- NHS contracts worth a stunning £4.5 billion put out to market in last year
- Jeremy Hunt’s first year saw highest amount for any single year
- 40,000 protesters gather outside Tory conference today
Labour publishes new figures on NHS contracts put out to competitive tender as ‘Save Our NHS’ campaigners gather outside the Conservative Party conference today.
Shadow Health Secretary Andy Burnham will join the march in Manchester and address the rally alongside TUC General Secretary Frances O’Grady.
During Jeremy Hunt’s first year as Health Secretary, 81 NHS contracts with a total value of almost £4.5 billion have been put out to the market. The single biggest year for NHS privatisation included:
– £800 million contract for elderly care services in Cambridgeshire and Peterborough;
- £770 million for pathology services in the Midlands;
- £500 million for community health services in Gloucestershire;
- £240 million for care homes in the North West;
- £210 million for adult mental health services in Bristol.
The George Eliot hospital in Nuneaton may follow Hinchingbrooke into private hands following Treasury go-ahead earlier this month, with an estimated contract value of £630 million.
Other NHS contracts put out to tender in recent months include patient transport services – non-emergency ambulances – in Hampshire, Oxfordshire and Sheffield. Last year, Arriva bus company took the contract for the same service in Greater Manchester. Further contracts include urgent care services in Hillingdon, Bracknell and Bath.
This increased pace of privatisation reflects the Government’s Health and Social Care Act, which forces commissioners to put services out to tender and which has been widely condemned for fragmenting services. This week it was revealed that even NHS England Chief Executive Sir David Nicholson has warned that David Cameron’s NHS marketisation is harming patient care.
Andy Burnham MP, Labour’s Shadow Health Secretary, speaking ahead of the march and rally, said:
“David Cameron needs to be forcefully reminded that he has never been given the public’s permission to put the NHS up for sale. Thousands of people will today travel to Manchester to do just that.

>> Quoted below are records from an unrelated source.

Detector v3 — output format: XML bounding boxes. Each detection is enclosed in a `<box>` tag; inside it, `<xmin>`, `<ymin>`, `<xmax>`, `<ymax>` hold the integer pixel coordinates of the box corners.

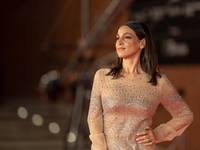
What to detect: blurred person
<box><xmin>88</xmin><ymin>21</ymin><xmax>193</xmax><ymax>150</ymax></box>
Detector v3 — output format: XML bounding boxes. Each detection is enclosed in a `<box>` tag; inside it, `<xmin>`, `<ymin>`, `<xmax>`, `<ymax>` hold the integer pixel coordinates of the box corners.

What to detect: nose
<box><xmin>117</xmin><ymin>38</ymin><xmax>123</xmax><ymax>45</ymax></box>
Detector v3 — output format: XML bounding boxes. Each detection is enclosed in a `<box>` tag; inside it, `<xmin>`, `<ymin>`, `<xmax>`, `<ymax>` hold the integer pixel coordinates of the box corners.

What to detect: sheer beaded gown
<box><xmin>88</xmin><ymin>69</ymin><xmax>193</xmax><ymax>150</ymax></box>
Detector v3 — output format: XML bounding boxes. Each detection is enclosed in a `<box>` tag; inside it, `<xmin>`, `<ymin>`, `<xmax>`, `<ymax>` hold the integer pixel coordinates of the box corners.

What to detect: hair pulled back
<box><xmin>107</xmin><ymin>21</ymin><xmax>161</xmax><ymax>85</ymax></box>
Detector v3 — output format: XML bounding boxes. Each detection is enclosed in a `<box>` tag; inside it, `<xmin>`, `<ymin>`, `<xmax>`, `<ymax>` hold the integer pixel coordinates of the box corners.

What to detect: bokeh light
<box><xmin>49</xmin><ymin>122</ymin><xmax>60</xmax><ymax>134</ymax></box>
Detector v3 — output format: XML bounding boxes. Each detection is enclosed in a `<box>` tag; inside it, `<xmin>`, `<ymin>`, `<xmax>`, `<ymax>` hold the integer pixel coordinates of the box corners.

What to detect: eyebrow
<box><xmin>116</xmin><ymin>32</ymin><xmax>133</xmax><ymax>36</ymax></box>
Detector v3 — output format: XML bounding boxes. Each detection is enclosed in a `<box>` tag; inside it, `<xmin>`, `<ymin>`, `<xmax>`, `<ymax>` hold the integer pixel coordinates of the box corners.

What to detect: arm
<box><xmin>88</xmin><ymin>71</ymin><xmax>106</xmax><ymax>150</ymax></box>
<box><xmin>154</xmin><ymin>76</ymin><xmax>193</xmax><ymax>143</ymax></box>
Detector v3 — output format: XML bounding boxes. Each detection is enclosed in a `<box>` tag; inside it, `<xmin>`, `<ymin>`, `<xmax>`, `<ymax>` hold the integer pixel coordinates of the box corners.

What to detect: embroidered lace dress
<box><xmin>88</xmin><ymin>69</ymin><xmax>193</xmax><ymax>150</ymax></box>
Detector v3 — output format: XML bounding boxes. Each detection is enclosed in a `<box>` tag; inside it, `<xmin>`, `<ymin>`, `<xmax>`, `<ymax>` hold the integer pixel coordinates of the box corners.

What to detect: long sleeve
<box><xmin>154</xmin><ymin>76</ymin><xmax>193</xmax><ymax>143</ymax></box>
<box><xmin>88</xmin><ymin>71</ymin><xmax>107</xmax><ymax>150</ymax></box>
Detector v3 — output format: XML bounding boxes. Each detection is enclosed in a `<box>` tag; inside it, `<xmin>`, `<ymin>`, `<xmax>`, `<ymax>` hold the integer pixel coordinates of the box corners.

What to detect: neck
<box><xmin>122</xmin><ymin>57</ymin><xmax>142</xmax><ymax>74</ymax></box>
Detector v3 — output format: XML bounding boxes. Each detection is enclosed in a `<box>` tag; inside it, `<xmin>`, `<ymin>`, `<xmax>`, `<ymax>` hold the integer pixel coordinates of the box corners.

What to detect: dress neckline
<box><xmin>121</xmin><ymin>71</ymin><xmax>145</xmax><ymax>80</ymax></box>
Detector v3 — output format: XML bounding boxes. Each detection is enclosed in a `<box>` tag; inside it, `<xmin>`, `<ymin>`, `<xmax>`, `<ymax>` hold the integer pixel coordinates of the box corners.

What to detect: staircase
<box><xmin>0</xmin><ymin>98</ymin><xmax>90</xmax><ymax>150</ymax></box>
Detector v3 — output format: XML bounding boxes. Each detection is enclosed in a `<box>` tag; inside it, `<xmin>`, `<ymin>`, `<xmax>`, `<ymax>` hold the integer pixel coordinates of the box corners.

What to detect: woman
<box><xmin>88</xmin><ymin>21</ymin><xmax>193</xmax><ymax>150</ymax></box>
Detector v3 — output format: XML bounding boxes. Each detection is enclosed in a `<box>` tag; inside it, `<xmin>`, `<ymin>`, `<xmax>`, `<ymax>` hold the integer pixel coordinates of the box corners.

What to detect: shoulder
<box><xmin>96</xmin><ymin>68</ymin><xmax>110</xmax><ymax>76</ymax></box>
<box><xmin>157</xmin><ymin>74</ymin><xmax>174</xmax><ymax>89</ymax></box>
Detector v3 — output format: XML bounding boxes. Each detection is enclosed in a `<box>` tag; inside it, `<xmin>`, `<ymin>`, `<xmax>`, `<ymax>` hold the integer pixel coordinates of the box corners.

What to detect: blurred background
<box><xmin>0</xmin><ymin>0</ymin><xmax>200</xmax><ymax>150</ymax></box>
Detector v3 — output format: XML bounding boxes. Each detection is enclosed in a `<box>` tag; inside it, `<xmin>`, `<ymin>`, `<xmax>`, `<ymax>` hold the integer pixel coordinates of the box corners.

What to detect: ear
<box><xmin>140</xmin><ymin>38</ymin><xmax>145</xmax><ymax>49</ymax></box>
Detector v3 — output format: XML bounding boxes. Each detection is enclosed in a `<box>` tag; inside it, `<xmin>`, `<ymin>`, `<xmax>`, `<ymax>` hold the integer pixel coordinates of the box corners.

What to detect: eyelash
<box><xmin>116</xmin><ymin>36</ymin><xmax>131</xmax><ymax>41</ymax></box>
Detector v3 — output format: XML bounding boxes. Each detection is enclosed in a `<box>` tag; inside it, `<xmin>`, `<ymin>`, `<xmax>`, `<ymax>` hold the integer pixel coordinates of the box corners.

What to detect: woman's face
<box><xmin>115</xmin><ymin>26</ymin><xmax>144</xmax><ymax>58</ymax></box>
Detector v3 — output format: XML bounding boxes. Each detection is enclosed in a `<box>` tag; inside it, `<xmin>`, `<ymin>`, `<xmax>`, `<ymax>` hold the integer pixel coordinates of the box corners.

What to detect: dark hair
<box><xmin>106</xmin><ymin>21</ymin><xmax>161</xmax><ymax>85</ymax></box>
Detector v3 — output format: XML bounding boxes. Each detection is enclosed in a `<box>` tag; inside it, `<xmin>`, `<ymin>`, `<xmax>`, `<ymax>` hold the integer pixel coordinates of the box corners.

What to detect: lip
<box><xmin>117</xmin><ymin>47</ymin><xmax>125</xmax><ymax>51</ymax></box>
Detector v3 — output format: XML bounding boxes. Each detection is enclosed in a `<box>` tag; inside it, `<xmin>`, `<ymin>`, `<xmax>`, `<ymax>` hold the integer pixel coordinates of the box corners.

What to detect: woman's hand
<box><xmin>136</xmin><ymin>127</ymin><xmax>156</xmax><ymax>146</ymax></box>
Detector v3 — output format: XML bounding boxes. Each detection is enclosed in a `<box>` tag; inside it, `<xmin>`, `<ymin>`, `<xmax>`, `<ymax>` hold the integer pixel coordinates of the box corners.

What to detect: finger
<box><xmin>137</xmin><ymin>131</ymin><xmax>149</xmax><ymax>136</ymax></box>
<box><xmin>137</xmin><ymin>139</ymin><xmax>151</xmax><ymax>144</ymax></box>
<box><xmin>144</xmin><ymin>142</ymin><xmax>155</xmax><ymax>146</ymax></box>
<box><xmin>136</xmin><ymin>135</ymin><xmax>151</xmax><ymax>141</ymax></box>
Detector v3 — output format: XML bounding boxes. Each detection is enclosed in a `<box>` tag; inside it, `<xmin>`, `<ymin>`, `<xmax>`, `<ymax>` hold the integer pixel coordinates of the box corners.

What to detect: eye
<box><xmin>125</xmin><ymin>36</ymin><xmax>131</xmax><ymax>39</ymax></box>
<box><xmin>116</xmin><ymin>37</ymin><xmax>119</xmax><ymax>41</ymax></box>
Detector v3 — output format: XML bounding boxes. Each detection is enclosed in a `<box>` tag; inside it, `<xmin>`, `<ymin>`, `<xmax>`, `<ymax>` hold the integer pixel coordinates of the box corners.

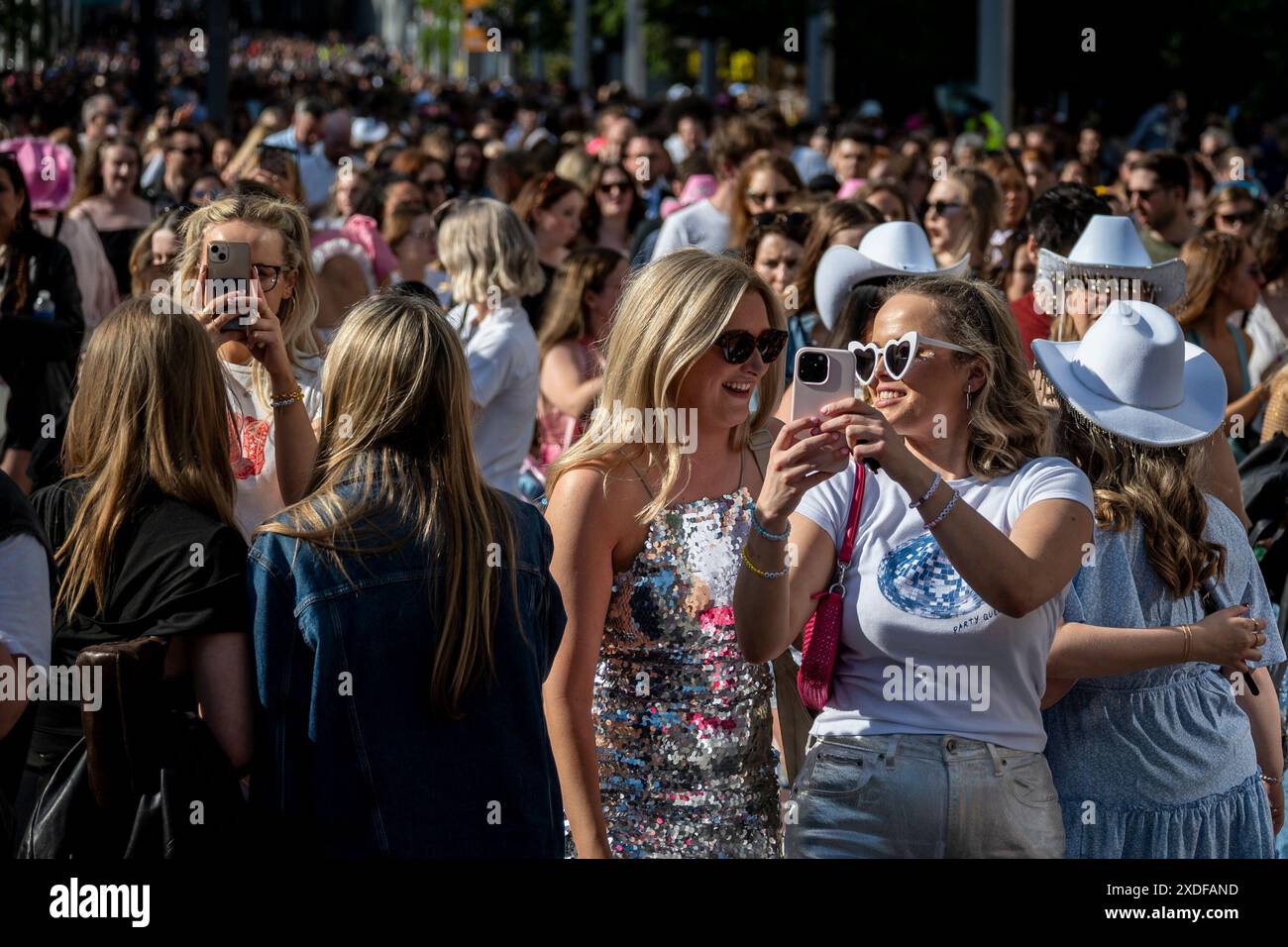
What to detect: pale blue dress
<box><xmin>1042</xmin><ymin>496</ymin><xmax>1284</xmax><ymax>858</ymax></box>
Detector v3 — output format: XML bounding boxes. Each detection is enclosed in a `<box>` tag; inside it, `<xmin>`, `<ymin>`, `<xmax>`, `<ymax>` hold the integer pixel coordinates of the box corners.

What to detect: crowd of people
<box><xmin>0</xmin><ymin>31</ymin><xmax>1288</xmax><ymax>858</ymax></box>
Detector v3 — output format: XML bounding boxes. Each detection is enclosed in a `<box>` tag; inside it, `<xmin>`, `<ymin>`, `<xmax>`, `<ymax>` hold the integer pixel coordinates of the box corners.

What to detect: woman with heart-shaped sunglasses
<box><xmin>734</xmin><ymin>275</ymin><xmax>1092</xmax><ymax>858</ymax></box>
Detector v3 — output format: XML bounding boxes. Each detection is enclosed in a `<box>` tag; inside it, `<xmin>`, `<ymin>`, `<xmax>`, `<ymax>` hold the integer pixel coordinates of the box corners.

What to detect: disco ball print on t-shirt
<box><xmin>877</xmin><ymin>533</ymin><xmax>984</xmax><ymax>618</ymax></box>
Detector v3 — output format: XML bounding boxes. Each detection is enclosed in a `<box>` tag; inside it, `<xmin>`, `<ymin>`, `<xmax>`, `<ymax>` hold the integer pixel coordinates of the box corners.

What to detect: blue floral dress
<box><xmin>1043</xmin><ymin>496</ymin><xmax>1284</xmax><ymax>858</ymax></box>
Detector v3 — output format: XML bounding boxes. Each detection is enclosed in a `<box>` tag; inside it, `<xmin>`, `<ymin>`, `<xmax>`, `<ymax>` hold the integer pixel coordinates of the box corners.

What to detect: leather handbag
<box><xmin>18</xmin><ymin>637</ymin><xmax>249</xmax><ymax>860</ymax></box>
<box><xmin>796</xmin><ymin>464</ymin><xmax>868</xmax><ymax>711</ymax></box>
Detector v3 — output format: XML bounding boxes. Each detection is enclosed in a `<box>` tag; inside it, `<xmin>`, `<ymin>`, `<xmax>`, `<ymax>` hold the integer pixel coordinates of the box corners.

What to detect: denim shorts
<box><xmin>785</xmin><ymin>733</ymin><xmax>1064</xmax><ymax>858</ymax></box>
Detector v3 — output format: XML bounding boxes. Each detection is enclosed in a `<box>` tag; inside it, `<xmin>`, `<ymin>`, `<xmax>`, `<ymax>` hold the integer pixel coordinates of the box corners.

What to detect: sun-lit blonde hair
<box><xmin>434</xmin><ymin>197</ymin><xmax>545</xmax><ymax>305</ymax></box>
<box><xmin>546</xmin><ymin>248</ymin><xmax>787</xmax><ymax>523</ymax></box>
<box><xmin>55</xmin><ymin>297</ymin><xmax>235</xmax><ymax>618</ymax></box>
<box><xmin>170</xmin><ymin>194</ymin><xmax>322</xmax><ymax>404</ymax></box>
<box><xmin>883</xmin><ymin>275</ymin><xmax>1051</xmax><ymax>479</ymax></box>
<box><xmin>258</xmin><ymin>292</ymin><xmax>518</xmax><ymax>717</ymax></box>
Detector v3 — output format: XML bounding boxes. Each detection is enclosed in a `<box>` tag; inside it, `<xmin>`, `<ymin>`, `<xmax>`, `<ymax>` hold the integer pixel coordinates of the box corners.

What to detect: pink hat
<box><xmin>309</xmin><ymin>214</ymin><xmax>398</xmax><ymax>282</ymax></box>
<box><xmin>662</xmin><ymin>174</ymin><xmax>717</xmax><ymax>218</ymax></box>
<box><xmin>0</xmin><ymin>138</ymin><xmax>76</xmax><ymax>210</ymax></box>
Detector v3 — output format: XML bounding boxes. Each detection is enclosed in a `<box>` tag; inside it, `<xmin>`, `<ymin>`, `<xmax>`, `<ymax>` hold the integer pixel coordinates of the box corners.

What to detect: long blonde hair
<box><xmin>55</xmin><ymin>297</ymin><xmax>236</xmax><ymax>614</ymax></box>
<box><xmin>1043</xmin><ymin>396</ymin><xmax>1225</xmax><ymax>598</ymax></box>
<box><xmin>546</xmin><ymin>248</ymin><xmax>787</xmax><ymax>523</ymax></box>
<box><xmin>435</xmin><ymin>197</ymin><xmax>546</xmax><ymax>305</ymax></box>
<box><xmin>170</xmin><ymin>193</ymin><xmax>322</xmax><ymax>404</ymax></box>
<box><xmin>883</xmin><ymin>275</ymin><xmax>1051</xmax><ymax>479</ymax></box>
<box><xmin>257</xmin><ymin>294</ymin><xmax>518</xmax><ymax>717</ymax></box>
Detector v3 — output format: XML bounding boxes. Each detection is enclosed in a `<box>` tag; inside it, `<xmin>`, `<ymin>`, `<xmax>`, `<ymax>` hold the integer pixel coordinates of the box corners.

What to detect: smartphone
<box><xmin>259</xmin><ymin>145</ymin><xmax>295</xmax><ymax>177</ymax></box>
<box><xmin>203</xmin><ymin>240</ymin><xmax>255</xmax><ymax>331</ymax></box>
<box><xmin>793</xmin><ymin>347</ymin><xmax>855</xmax><ymax>473</ymax></box>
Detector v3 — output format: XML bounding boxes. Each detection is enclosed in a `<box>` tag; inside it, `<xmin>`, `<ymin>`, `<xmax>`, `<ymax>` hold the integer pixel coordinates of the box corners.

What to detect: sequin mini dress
<box><xmin>592</xmin><ymin>487</ymin><xmax>780</xmax><ymax>858</ymax></box>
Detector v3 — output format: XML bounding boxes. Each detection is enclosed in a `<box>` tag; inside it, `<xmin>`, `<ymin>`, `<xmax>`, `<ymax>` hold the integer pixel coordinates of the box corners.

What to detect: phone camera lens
<box><xmin>796</xmin><ymin>352</ymin><xmax>827</xmax><ymax>385</ymax></box>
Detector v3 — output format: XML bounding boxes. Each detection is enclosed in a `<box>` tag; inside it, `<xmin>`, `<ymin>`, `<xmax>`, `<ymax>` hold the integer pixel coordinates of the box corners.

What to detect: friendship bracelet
<box><xmin>924</xmin><ymin>489</ymin><xmax>961</xmax><ymax>530</ymax></box>
<box><xmin>742</xmin><ymin>545</ymin><xmax>787</xmax><ymax>579</ymax></box>
<box><xmin>909</xmin><ymin>472</ymin><xmax>944</xmax><ymax>510</ymax></box>
<box><xmin>268</xmin><ymin>385</ymin><xmax>304</xmax><ymax>408</ymax></box>
<box><xmin>751</xmin><ymin>504</ymin><xmax>793</xmax><ymax>543</ymax></box>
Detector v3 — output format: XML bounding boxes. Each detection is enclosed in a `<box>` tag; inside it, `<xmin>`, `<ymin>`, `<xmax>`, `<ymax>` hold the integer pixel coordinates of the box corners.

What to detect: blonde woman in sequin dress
<box><xmin>545</xmin><ymin>249</ymin><xmax>787</xmax><ymax>858</ymax></box>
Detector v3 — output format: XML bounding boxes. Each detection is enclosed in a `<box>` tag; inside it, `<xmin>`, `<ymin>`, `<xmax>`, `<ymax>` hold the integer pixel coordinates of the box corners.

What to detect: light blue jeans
<box><xmin>785</xmin><ymin>733</ymin><xmax>1064</xmax><ymax>858</ymax></box>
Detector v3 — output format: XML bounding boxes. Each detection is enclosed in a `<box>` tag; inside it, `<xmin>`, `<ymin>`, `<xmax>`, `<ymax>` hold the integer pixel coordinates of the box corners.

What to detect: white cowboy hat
<box><xmin>1038</xmin><ymin>214</ymin><xmax>1185</xmax><ymax>308</ymax></box>
<box><xmin>814</xmin><ymin>220</ymin><xmax>970</xmax><ymax>329</ymax></box>
<box><xmin>1033</xmin><ymin>300</ymin><xmax>1227</xmax><ymax>447</ymax></box>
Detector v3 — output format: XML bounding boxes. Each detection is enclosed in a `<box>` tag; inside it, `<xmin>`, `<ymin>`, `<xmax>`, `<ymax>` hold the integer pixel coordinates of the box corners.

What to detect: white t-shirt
<box><xmin>652</xmin><ymin>200</ymin><xmax>729</xmax><ymax>261</ymax></box>
<box><xmin>0</xmin><ymin>532</ymin><xmax>53</xmax><ymax>668</ymax></box>
<box><xmin>222</xmin><ymin>359</ymin><xmax>322</xmax><ymax>541</ymax></box>
<box><xmin>799</xmin><ymin>458</ymin><xmax>1092</xmax><ymax>753</ymax></box>
<box><xmin>448</xmin><ymin>297</ymin><xmax>541</xmax><ymax>496</ymax></box>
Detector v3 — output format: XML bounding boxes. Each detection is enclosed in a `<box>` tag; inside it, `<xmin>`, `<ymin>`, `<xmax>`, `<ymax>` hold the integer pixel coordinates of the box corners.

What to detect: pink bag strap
<box><xmin>833</xmin><ymin>464</ymin><xmax>868</xmax><ymax>585</ymax></box>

"These figures reveal the frightening scale and pace of NHS privatisation since Cameron’s Health Act came in. It has mandated market testing on the NHS and placed it on a fast-track to fragmentation and privatisation.
"If we carry on down this path, market forces will eventually devour everything precious about the NHS. That is why Labour will repeal the Health & Social Care Act in the first Queen’s Speech of the next Labour Government.”